What’s Next For Atlanta’s New Tree Ordinance?

Atlanta officials have said they have a goal of 50% canopy cover. According to a 2014 analysis, the city was at 47 percent; not far from the goal, but it’s a 5-year-old number in a time of booming development.

David Goldman / Associated Press file

Atlanta City Council may take a harder look at the city’s tree ordinance in the new year, after the Planning Department has taken longer than expected to update the rule.

The tree ordinance protects big trees on private property and sets standards for when they can be cut, but many people say it doesn’t do enough to protect Atlanta’s tree canopy. Atlanta officials have said they have a goal of 50% canopy cover. According to a 2014 analysis, the city was at 47 percent; not far from the goal, but it’s a 5-year-old number in a time of booming development.

For years, the city has said it would work on an update to the ordinance. Several years ago, it started one, then dropped the project. This year, the Planning Department started again, as part of its larger urban ecology project.

Last month, a community meeting on an update to the tree ordinance went a little sideways.
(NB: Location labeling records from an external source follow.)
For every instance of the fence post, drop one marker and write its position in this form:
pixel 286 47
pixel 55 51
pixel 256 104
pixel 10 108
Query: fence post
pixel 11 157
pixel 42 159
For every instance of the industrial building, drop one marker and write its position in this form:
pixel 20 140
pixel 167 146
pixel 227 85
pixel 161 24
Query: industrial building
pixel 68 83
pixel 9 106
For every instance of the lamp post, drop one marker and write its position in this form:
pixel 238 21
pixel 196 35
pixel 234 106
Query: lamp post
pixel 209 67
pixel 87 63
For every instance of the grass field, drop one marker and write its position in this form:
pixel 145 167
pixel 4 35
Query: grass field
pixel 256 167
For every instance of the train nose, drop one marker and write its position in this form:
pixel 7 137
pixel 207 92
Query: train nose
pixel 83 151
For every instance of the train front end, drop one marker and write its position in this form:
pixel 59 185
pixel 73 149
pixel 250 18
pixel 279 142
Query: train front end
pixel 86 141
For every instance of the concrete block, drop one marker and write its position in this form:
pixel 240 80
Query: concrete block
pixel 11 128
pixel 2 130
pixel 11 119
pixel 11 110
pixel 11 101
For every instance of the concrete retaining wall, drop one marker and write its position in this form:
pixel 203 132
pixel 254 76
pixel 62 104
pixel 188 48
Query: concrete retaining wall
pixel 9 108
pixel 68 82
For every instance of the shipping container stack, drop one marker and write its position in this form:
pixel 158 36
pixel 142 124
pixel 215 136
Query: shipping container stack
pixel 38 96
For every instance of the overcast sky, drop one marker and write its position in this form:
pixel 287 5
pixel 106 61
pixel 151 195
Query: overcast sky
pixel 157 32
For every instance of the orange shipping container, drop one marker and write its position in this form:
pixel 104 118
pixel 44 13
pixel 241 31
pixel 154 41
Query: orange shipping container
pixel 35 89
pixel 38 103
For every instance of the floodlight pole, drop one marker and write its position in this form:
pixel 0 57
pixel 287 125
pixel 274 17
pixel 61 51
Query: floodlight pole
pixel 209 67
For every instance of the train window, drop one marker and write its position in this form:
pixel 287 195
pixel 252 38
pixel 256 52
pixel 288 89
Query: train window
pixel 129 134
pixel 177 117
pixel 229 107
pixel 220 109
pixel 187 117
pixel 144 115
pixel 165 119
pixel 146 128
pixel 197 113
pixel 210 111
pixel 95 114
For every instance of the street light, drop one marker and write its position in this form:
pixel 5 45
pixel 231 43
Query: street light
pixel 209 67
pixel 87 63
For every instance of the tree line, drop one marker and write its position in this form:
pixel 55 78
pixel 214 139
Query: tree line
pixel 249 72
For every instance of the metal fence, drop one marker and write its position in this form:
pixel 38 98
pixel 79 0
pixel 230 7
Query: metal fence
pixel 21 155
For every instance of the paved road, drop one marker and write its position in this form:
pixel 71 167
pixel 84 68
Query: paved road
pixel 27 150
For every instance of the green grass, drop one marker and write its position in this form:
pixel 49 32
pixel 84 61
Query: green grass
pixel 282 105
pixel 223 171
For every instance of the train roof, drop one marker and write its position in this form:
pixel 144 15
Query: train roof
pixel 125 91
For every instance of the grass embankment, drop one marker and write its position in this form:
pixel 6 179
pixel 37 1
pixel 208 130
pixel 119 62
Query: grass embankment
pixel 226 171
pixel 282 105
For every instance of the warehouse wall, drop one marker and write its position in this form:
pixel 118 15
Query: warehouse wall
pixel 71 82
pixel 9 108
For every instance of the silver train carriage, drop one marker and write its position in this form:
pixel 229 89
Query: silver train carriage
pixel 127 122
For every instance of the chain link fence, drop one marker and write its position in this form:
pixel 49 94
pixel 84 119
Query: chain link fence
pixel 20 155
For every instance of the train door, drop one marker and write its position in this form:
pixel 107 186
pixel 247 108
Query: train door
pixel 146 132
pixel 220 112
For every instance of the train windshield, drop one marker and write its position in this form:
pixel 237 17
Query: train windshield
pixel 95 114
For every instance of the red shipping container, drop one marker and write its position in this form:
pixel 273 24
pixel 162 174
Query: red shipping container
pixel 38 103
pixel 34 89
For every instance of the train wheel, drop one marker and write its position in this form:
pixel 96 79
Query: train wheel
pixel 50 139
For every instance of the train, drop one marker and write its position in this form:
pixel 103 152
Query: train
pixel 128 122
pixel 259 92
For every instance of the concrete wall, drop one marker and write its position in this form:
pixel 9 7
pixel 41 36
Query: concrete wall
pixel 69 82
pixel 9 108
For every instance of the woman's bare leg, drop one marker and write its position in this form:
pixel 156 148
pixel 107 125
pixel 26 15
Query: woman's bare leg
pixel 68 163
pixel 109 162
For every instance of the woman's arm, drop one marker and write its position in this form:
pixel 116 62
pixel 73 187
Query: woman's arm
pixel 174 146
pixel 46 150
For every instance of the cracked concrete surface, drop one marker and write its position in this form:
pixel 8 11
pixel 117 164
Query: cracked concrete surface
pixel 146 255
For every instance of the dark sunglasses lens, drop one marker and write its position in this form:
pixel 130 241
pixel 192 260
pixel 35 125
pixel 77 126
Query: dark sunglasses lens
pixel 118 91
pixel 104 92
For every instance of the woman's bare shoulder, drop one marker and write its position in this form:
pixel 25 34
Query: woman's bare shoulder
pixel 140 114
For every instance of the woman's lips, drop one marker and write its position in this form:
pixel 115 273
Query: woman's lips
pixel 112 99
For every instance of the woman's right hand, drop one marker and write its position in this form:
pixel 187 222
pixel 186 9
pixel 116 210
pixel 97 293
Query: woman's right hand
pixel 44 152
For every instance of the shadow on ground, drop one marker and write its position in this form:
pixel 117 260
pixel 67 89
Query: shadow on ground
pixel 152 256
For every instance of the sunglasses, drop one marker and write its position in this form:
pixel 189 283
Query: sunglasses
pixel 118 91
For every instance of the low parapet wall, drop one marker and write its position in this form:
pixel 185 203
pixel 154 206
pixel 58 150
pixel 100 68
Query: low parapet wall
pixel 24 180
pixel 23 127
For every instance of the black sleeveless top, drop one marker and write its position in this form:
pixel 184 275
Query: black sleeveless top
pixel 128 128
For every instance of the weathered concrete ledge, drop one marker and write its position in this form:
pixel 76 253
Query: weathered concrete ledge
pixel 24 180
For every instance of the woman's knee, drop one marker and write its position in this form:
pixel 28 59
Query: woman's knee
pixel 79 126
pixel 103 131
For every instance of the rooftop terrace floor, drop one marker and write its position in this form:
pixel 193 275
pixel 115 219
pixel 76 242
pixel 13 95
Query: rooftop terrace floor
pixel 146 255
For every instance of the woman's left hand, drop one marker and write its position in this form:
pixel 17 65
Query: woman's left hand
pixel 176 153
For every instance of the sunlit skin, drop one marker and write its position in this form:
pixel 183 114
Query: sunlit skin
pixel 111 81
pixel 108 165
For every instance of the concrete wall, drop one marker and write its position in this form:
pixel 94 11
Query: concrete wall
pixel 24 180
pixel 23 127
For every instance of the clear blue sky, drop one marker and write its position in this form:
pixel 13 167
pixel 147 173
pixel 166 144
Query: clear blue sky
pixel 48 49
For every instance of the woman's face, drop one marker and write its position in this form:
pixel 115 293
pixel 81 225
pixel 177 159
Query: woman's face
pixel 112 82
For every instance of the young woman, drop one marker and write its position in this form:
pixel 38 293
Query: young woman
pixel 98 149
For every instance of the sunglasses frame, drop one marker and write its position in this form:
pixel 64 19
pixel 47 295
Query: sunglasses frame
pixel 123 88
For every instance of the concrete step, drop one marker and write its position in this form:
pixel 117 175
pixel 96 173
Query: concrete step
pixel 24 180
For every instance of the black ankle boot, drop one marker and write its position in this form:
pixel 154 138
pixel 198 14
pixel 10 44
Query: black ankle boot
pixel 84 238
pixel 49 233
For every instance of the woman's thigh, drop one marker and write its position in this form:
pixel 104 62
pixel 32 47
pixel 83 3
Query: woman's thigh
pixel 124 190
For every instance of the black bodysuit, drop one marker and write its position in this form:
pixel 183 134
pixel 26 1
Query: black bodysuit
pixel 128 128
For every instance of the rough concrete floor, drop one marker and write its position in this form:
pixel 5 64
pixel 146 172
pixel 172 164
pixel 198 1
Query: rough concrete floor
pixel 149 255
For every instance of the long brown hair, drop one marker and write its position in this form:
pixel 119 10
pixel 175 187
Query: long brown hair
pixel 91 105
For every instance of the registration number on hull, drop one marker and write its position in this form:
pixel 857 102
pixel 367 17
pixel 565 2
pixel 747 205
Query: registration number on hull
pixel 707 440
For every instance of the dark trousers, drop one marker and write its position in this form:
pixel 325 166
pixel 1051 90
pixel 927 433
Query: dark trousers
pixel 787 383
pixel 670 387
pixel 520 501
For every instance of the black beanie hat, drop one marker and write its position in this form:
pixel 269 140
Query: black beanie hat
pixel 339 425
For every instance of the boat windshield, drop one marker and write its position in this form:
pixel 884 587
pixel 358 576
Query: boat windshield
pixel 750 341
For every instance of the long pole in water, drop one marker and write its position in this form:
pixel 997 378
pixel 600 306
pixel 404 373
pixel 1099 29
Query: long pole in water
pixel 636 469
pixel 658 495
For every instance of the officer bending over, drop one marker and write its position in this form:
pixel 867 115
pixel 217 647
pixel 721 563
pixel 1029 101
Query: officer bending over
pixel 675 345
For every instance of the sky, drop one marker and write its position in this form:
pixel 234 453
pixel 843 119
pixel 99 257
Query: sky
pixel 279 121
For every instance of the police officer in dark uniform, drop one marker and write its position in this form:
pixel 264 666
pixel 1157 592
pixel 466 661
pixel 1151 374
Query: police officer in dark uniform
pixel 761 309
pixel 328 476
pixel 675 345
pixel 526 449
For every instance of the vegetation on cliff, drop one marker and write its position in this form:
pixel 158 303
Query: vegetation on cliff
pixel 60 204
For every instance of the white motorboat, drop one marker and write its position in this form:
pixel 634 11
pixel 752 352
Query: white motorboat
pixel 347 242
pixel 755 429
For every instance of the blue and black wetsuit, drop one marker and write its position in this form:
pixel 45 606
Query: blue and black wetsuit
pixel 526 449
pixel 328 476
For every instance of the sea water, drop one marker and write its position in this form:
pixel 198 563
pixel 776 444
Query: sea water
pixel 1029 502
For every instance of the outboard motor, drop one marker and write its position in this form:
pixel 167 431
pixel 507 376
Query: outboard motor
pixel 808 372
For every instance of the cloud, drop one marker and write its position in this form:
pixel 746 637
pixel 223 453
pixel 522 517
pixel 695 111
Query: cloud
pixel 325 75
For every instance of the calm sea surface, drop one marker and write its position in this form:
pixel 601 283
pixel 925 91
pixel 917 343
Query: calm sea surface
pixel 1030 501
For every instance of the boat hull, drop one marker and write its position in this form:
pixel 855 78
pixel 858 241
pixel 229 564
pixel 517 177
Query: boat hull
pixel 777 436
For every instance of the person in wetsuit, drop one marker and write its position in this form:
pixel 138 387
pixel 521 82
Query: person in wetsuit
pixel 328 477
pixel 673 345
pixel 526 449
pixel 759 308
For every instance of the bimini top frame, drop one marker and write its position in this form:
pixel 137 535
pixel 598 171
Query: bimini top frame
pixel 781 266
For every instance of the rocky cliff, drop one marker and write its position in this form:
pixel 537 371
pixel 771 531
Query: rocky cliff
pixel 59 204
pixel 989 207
Attendees thought the Planning Department was going to present a draft of a new plan, but it didn’t.

“We’ve had so many meetings like this, and the frustration in the room is amazing,” Virginia-Highland resident Stephanie Coffin said after the presentation.

She said she’s frustrated seeing so many trees getting cut down, and she feels like the city isn’t moving fast enough to protect more of them.

“Basically, they’re not moving the needle in terms of rewriting the tree ordinance,” she said.

The day after that meeting the Planning Department canceled a second community event on the ordinance.

City Councilman Matt Westmoreland said he understands how residents like Coffin feel.

“This is a really critical issue,” he said. “Atlanta’s tree canopy is an incredible natural asset to the city, both in terms of the beauty it provides but also as the planet warms. And as we become more dense, that canopy becomes even more important.”

Westmoreland said after the holidays, when everyone’s back to work in January, he’d like City Council to take the lead on the tree ordinance update.

“There’s a way to strengthen our ordinance; there’s a way to protect valuable trees; there’s a way to grow our canopy, and there’s a way for the city to become more dense,” he said.

The advocacy organization Trees Atlanta is asking the city for detailed deadlines, a draft of the new ordinance and for modeling to project how changes in the rules will affect the city’s canopy.

The city didn’t make Planning Commissioner Tim Keane available to talk to WABE, but he told the Atlanta Journal-Constitution he’s not optimistic about the timeline for a new ordinance.